En Salto, el desempleo no solo implica pérdida de ingresos, sino también migración forzada, precarización laboral y debilitamiento del entramado social. La falta de políticas diferenciadas para el interior profundiza las asimetrías territoriales, consolidando un país a dos velocidades: una capital que resiste con dificultades y un interior que se rezaga de forma acelerada, perdiendo capital humano y oportunidades de desarrollo. Regular la salida no sustituye la necesidad de generar condiciones para la permanencia.
Más aún, este tipo de iniciativas puede terminar enviando señales negativas a los inversores, al introducir mayores rigideces sin ofrecer incentivos compensatorios. En un contexto regional altamente competitivo, donde países vecinos disputan activamente la captación de capitales, Uruguay no puede darse el lujo de incrementar la incertidumbre regulatoria.

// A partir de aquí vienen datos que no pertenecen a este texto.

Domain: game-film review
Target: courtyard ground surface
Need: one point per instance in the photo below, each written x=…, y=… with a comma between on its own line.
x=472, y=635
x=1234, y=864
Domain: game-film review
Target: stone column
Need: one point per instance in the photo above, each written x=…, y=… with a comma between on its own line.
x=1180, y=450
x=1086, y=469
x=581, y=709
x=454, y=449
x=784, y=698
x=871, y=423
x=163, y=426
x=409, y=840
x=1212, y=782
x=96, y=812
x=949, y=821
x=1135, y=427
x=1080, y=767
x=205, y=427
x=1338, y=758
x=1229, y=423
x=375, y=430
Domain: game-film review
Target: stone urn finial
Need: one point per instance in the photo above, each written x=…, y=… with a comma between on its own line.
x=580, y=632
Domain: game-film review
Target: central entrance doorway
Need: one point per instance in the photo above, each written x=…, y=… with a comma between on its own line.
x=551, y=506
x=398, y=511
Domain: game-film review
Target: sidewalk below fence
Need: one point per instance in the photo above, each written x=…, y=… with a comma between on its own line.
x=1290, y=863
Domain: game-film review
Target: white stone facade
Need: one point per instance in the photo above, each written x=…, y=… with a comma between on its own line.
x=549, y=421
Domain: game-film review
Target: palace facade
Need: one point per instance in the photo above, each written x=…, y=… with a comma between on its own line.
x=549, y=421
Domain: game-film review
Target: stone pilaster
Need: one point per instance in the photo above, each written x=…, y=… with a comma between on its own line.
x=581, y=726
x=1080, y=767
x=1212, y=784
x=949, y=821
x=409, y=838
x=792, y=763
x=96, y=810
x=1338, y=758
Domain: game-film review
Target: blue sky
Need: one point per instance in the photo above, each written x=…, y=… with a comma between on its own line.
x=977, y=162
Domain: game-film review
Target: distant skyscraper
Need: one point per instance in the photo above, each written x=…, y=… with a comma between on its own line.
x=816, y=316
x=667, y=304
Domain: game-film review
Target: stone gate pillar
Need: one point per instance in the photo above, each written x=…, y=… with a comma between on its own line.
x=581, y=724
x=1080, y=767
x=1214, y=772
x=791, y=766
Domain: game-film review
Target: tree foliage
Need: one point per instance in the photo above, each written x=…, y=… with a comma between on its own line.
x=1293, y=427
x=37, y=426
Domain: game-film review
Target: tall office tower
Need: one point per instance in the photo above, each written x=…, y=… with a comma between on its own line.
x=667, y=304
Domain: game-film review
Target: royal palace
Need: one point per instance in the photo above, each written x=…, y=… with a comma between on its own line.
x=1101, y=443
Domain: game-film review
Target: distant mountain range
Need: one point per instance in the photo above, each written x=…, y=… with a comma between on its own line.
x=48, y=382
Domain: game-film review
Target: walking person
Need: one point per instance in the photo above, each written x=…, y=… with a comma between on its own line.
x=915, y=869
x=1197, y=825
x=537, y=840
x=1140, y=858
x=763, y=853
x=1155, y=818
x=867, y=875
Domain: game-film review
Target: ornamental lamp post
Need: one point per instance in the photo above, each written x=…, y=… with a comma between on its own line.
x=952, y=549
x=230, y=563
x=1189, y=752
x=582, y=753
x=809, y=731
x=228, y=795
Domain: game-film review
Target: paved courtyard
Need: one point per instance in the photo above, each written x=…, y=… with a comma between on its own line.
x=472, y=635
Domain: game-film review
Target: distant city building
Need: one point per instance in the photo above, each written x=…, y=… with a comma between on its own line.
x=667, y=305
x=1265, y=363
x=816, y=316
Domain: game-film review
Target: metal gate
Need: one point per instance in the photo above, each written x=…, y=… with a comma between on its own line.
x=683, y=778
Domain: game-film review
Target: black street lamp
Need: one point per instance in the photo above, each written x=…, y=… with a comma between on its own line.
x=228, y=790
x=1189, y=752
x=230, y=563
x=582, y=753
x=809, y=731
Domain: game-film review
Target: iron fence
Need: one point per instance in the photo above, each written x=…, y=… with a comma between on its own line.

La crítica de fondo a la gestión de Orsi radica en la ausencia de una estrategia integral de desarrollo productivo.
No se observan políticas claras de promoción industrial, ni una agenda robusta de innovación que permita sostener el posicionamiento del país en sectores de alto valor agregado. La transición tecnológica, lejos de ser aprovechada, está siendo padecida.
En definitiva, Uruguay enfrenta hoy un punto de inflexión. La acumulación de cierres empresariales, la retracción del empleo y el deterioro de regiones como Salto no son fenómenos inevitables, sino el resultado de decisiones —o de la falta de ellas— en materia de política económica.